Students frequently reminisce about their favorite memories from their typical University of Dallas “feeder” high schools.
“This one time at St. Greg’s, my professor…”
“At the Heights, we would always smoke cigars with our headmaster…”
If you have memories like that, you might wonder what we can do to foster such an atmosphere here at UD. Or you might wonder whether such a comfortable, personal relationship with our teachers is attainable in a university setting.
A major roadblock to better relationships with our teachers here at UD isn’t a problem of the professors. It’s our lack of time or interest as students.
Dr. Susan Hanssen, Associate Professor of history, thinks that one way to build those relationships is for students to take a greater interest in their professors’ interests.
“Sometimes students don’t seem to know much about their professors,” Hanssen said. “Making use of a professor’s website and syllabus they provide can be an easy way to take interest in what they have written or studied.”
Professor Nicole Lasswell, Affiliate Instructor of modern languages, offered another solution.
“Take advantage of our office hours,” Lasswell said. “You start out talking about the class but end up having a great conversation. My door is always open to my students.”
And for those of you who don’t know, Lasswell’s doors open to an office rivaling that of an Anthropology catalog. Her décor reflects the open and friendly manner with which she interacts with students.
This advice may seem simple, but it’s true that few students take advantage of office hours.
“Time,” junior Katie McIntyre said when asked what she feels stops her from visiting a teacher’s office. “I usually assume that teachers are incredibly busy.”
In response, Dr. Richard Olenick, physics professor made a suggestion.

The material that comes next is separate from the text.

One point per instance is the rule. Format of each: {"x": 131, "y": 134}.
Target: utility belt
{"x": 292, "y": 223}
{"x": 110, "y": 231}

“They shouldn’t assume that,” Dr. Olenick said. “Except, you should never walk into a professor’s office and say ‘Do you have time?’ or ‘Am I bothering you?’ because usually everyone will make time. Instead say, ‘May I ask you some questions?’ about whatever it is you wish to ask about. We always feel we have to be apologetic, but teachers are there waiting and looking forward to students coming by.”
Something else that might deter students from visiting a teacher’s office is the fear of looking like a suck-up.
I asked Professor Lasswell what she thought about this.
“You can always tell someone’s intentions — you can read that,” Lasswell said. “In my experience, UD students tend to be genuine and kind.”
Another common suggestion from teachers is to attend faculty events like Wine Down Wednesday or Quiz Bowl.
“In this more relaxed setting, you get the chance to see a different side of your teachers,” Lasswell said.
The consensus among teachers was the importance of respect in the classroom.
“The most painful thing to a professor is to give your time and heart into your work and have a student simply not pay attention,” Lasswell said.
Many students forget that the relationship goes both ways. If you are constantly on Facebook during class or falling asleep, don’t expect to enjoy your teachers during your time here.
Instead, if it’s clear that you have not been paying attention in class or have been disrespectful, it’s important to correct that. Even if we don’t share a professor’s enthusiasm for a subject, we can still respect the time dedicated to the topic.
Overall, Dr. Hanssen makes an excellent point when it comes to getting to know your teachers.
“Students are transient — they come and stay for four years — but teachers are for the most part permanent,” Dr. Hanssen said.
The responsibility falls on us, as students, to make the effort to get to know our teachers and to take advantage of the resources our school offers.
In return, our teachers will share their experiences with us, and we will build the memories of friendship with those who taught us.